Inoltre la destinazione delle risorse di un Paese sono una questione di scelte politiche, non una questione semplicemente economica. A causa dell'introduzione del pareggio di bilancio in Costituzione, con l’applicazione del Fiscal Compact, i futuri governi ci imporranno tagli alla spesa per circa 45-47 miliardi di euro l'anno per i prossimi vent'anni almeno. Tutti questi soldi verranno prelevati dalle nostre tasche e tolti ai servizi e verranno destinati a risanare il debito italiano detenuto, per lo più, da grandi banche e gruppi finanziari italiani ed esteri. Queste risorse potrebbero invece finanziare una redistribuzione del lavoro esistente con la riduzione dell’orario di lavoro a parità di salario e di diritti. Così come i miliardi di euro destinati agli F35, alle missioni e, più in generale, a tutte le spese militari, potrebbero servire a finanziare istruzione, trasporti e servizi pubblici in generale per tutti i lavoratori e le loro famiglie. Solo a titolo di esempio.
I soldi ci sono, il problema è che sono tutti nelle tasche di una piccolissima percentuale di industriali e banchieri che si appropriano della maggior parte della ricchezza prodotta dal lavoro degli uomini e delle donne.
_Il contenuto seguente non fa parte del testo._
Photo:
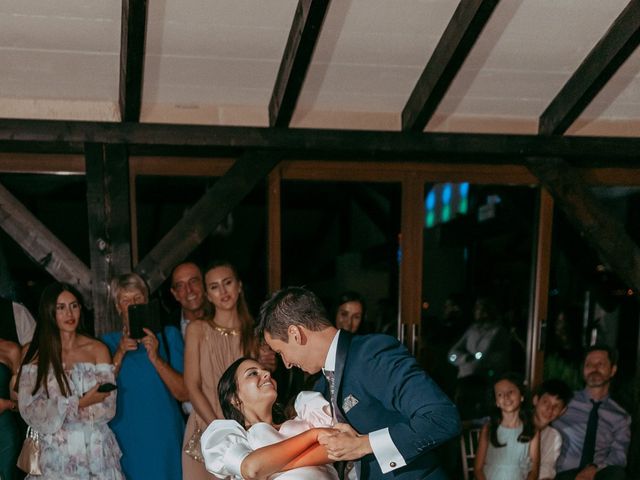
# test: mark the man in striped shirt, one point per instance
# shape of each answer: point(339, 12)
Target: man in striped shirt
point(595, 430)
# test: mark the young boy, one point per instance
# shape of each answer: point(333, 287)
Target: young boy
point(550, 400)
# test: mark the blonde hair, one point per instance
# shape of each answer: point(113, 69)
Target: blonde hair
point(126, 283)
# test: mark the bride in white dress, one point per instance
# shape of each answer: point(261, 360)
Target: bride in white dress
point(249, 445)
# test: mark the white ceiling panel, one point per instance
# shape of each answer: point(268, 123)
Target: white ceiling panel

È assolutamente chiaro che tale percorso di redistribuzione della ricchezza verso chi la ricchezza la produce va necessariamente a discapito del becero interesse di accumulazione dei capitalisti del nostro Paese e del resto del mondo.
Rivendicare la redistribuzione del lavoro che c'è con una riduzione generalizzata dell'orario, un salario minimo adeguato ed un lavoro dignitoso per tutti e tutte è la strada per riunire i lavoratori e le lavoratrici e salvare il nostro Paese e il mondo intero dalla barbarie del capitalismo.